La ville de Lyon se souvient sans doute encore de l'effroi que jeta au milieu de la cité la nouvelle de la subite disparition de l'un de ses plus honorables citoyens, M. Vincent MILLION, président du tribunal de commerce. Cet enlèvement, ou plutôt cet attentat, avait été commis par les nommés PONCET, COLLET et GERVAIS, tous trois natifs du Dauphiné et de la même commune, dans l'intention de mettre leur prisonnier à rançon.
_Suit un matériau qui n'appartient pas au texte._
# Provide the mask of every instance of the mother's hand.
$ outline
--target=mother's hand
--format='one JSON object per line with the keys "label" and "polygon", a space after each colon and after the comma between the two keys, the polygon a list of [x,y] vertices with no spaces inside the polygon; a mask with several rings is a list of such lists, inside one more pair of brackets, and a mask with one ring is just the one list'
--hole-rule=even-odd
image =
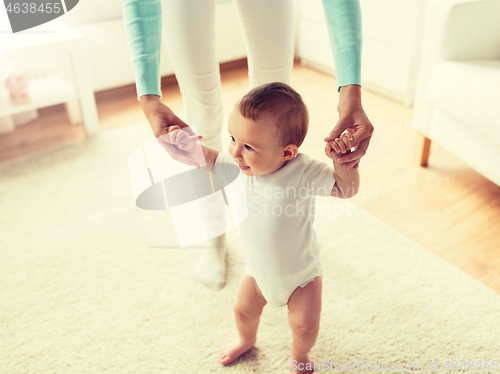
{"label": "mother's hand", "polygon": [[[177,117],[169,107],[163,104],[158,96],[143,95],[140,97],[140,102],[156,140],[165,148],[170,157],[176,161],[195,167],[203,167],[206,165],[201,145],[198,142],[198,140],[202,138],[201,136],[197,135],[191,127]],[[172,134],[169,133],[169,127],[171,126],[175,126],[175,129],[182,129],[187,132],[189,138],[183,137],[182,143],[194,143],[194,147],[189,147],[189,150],[181,149],[184,147],[179,147],[179,139],[173,136],[177,134],[177,132],[172,132]]]}
{"label": "mother's hand", "polygon": [[[374,129],[361,105],[361,87],[358,85],[344,86],[340,88],[339,94],[337,108],[339,120],[325,141],[330,142],[339,138],[347,130],[352,138],[351,146],[354,147],[354,151],[339,157],[339,160],[344,163],[344,170],[348,170],[351,167],[359,167],[359,161],[366,154]],[[335,149],[335,143],[332,144],[332,148],[337,153],[341,151],[340,147]]]}

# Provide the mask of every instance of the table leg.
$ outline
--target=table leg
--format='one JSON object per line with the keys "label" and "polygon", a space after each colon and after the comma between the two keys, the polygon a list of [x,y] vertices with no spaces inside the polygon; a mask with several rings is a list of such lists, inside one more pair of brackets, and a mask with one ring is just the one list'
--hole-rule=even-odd
{"label": "table leg", "polygon": [[93,135],[99,132],[99,117],[97,115],[94,92],[87,76],[84,61],[85,54],[83,53],[83,45],[79,44],[79,46],[71,52],[71,63],[73,66],[73,73],[75,74],[76,89],[80,97],[85,131],[87,135]]}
Il faut savoir que depuis plus d'une année les conjurés, -si je puis me servir de cette dénomination, - éclairaient toutes les démarches de l'homme dont ils voulaient se saisir. Ils s’assurèrent que, chaque jour, à sept heures du soir, -on était en plein hiver, - M. MILLION venait quérir son fils au Collège-Lycée, dont celui-ci suivait les cours. Ce fut donc sous la voûte de ce même collège qu'ils se mirent en embuscade.
Ce fut là que l'attaque eut lieu. PONCET, doué d'une force prodigieuse, renverse le jeune fils d'un coup violent et transporte sous son bras M. MILLION qui, enveloppé de son manteau, ne peut opposer aucune résistance. Jeté dans un batelet amarré ad hoc à une plate bateau à laver, la victime n'osa appeler au secours, menacée qu'elle était d'être lancée dans le Rhône, si elle poussait le moindre cri !
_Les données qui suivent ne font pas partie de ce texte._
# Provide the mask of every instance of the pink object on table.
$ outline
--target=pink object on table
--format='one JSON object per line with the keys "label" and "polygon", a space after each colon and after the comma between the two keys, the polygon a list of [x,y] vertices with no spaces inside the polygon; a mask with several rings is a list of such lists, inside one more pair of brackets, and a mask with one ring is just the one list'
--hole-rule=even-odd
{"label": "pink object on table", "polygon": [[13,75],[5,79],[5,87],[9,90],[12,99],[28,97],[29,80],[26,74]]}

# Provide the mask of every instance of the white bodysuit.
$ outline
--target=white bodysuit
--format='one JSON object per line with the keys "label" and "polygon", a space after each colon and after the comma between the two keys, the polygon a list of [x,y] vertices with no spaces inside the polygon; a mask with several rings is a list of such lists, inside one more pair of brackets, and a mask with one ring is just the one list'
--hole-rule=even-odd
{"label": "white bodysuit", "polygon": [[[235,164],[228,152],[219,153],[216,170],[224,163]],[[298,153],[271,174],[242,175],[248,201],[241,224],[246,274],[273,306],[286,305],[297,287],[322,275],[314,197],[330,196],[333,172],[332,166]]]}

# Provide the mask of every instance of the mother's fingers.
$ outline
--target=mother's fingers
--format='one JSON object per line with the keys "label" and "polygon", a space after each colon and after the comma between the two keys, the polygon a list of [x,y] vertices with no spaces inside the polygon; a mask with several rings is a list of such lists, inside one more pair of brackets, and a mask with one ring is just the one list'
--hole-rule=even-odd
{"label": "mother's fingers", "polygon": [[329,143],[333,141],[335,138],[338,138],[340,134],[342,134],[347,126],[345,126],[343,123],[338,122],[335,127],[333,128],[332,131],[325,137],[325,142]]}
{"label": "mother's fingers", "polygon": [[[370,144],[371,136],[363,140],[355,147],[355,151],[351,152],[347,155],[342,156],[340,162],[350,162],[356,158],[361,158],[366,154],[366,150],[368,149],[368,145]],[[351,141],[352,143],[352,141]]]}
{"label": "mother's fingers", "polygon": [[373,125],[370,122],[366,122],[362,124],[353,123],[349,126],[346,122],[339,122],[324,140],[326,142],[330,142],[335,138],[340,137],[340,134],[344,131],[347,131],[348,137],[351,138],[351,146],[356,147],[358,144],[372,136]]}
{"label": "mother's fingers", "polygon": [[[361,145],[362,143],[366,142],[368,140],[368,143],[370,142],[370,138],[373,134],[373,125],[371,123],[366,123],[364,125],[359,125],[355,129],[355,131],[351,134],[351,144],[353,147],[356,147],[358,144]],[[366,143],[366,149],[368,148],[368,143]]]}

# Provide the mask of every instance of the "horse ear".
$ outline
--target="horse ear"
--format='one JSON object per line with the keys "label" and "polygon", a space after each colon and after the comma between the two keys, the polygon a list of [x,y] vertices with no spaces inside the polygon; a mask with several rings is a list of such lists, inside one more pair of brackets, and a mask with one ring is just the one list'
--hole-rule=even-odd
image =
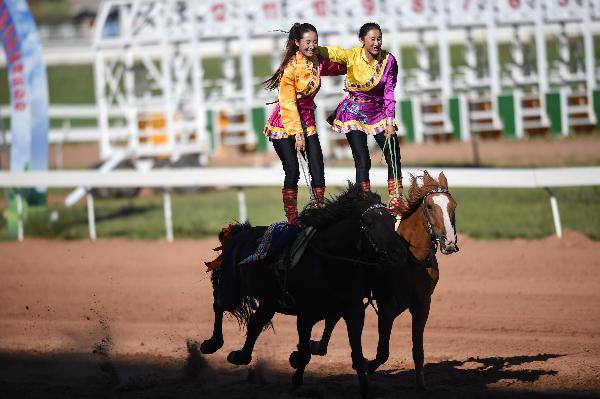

Les trois complices descendirent le fleuve, débarquèrent nuitamment à Ternay, et après avoir bandé les yeux à M. MILLION, l'enfermèrent au fond d'une cave, où il fut attaché à une crosse plantée à la muraille. Là, PONCET, le menaçant d'une hache, l'obligea, sous peine de mort, à adresser une lettre à Mme MILLION. Cette lettre était conçue en ces termes :
Je suis prisonnier de gens qui m'assassineront si je ne leur compte une somme de dix mille francs. Envoyez-la, aujourd'hui, par une personne sûre. Cette personne devra arriver à Givors, à dix heures du soir ; elle traversera le pont, remettra l'argent à mes ravisseurs et je serai délivré ! Pas de police, pas de gendarmes, ma vie en dépend !"
Ce fut Pierre COLLET qui eut l'affreux courage de porter cette missive à la pauvre femme.
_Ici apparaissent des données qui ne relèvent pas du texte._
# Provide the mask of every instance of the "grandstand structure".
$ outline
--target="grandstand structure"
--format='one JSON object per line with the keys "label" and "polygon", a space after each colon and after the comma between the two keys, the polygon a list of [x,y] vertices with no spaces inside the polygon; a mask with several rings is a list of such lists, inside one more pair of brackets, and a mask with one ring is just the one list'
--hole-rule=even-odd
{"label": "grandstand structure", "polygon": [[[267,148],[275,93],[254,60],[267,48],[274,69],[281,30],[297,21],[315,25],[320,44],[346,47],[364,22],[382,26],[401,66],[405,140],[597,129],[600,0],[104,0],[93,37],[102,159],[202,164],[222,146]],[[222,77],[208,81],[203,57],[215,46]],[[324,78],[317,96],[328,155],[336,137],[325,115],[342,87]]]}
Mais pendant ce temps-là, d'autres évènements se passaient à Ternay. Un commandant du génie, frère du malheureux captif, à la tête d'une cinquantaine d'hommes, se livrait le long du fleuve à d'actives, de minutieuses recherches, et quoiqu'elles fussent restées sans résultat, elles avaient éveillé l'attention publique.
Le nommé BOUCHARDON, garde champêtre; ancien sous-officier, finit par apprendre la séquestration de l'infortuné négociant. Aussitôt, il court requérir la gendarmerie. La maison est cernée, la porte enfoncée, et PONCET qui, la hache levée, en défendait l'entrée, est forcé de se rendre en voyant quatre mousquets dirigés vers sa poitrine ! Les mêmes cordes qui naguère liaient les bras du pauvre prisonnier servent à serrer les poignets de son bourreau.
Conclusion. Ces trois misérables furent condamnés à vingt ans de travaux forcés ; deux y sont morts, et Pierre COLLET, lequel déjà avait eu à subir cinq années d'emprisonnement pour tentative de meurtre sur la personne de son père, fut le seul qui, après avoir accompli son temps d'expiation, put revenir dans son village. Du reste, ce malheureux, depuis quatre ou cinq ans qu'il était sorti du bagne, n'avait donné aucune prise sur sa conduite ; on assure même qu'il a fait une mort fort chrétienne.
Pierre COLLET, maçon, âgé de 60 ans, natif de Ternay (Rhône), fils de Pierre, et de Françoise RIVOIRON, époux de Louise Julie PERRIN, est décédé en son domicile, quartier du village à Ternay, le 19 avril 1863.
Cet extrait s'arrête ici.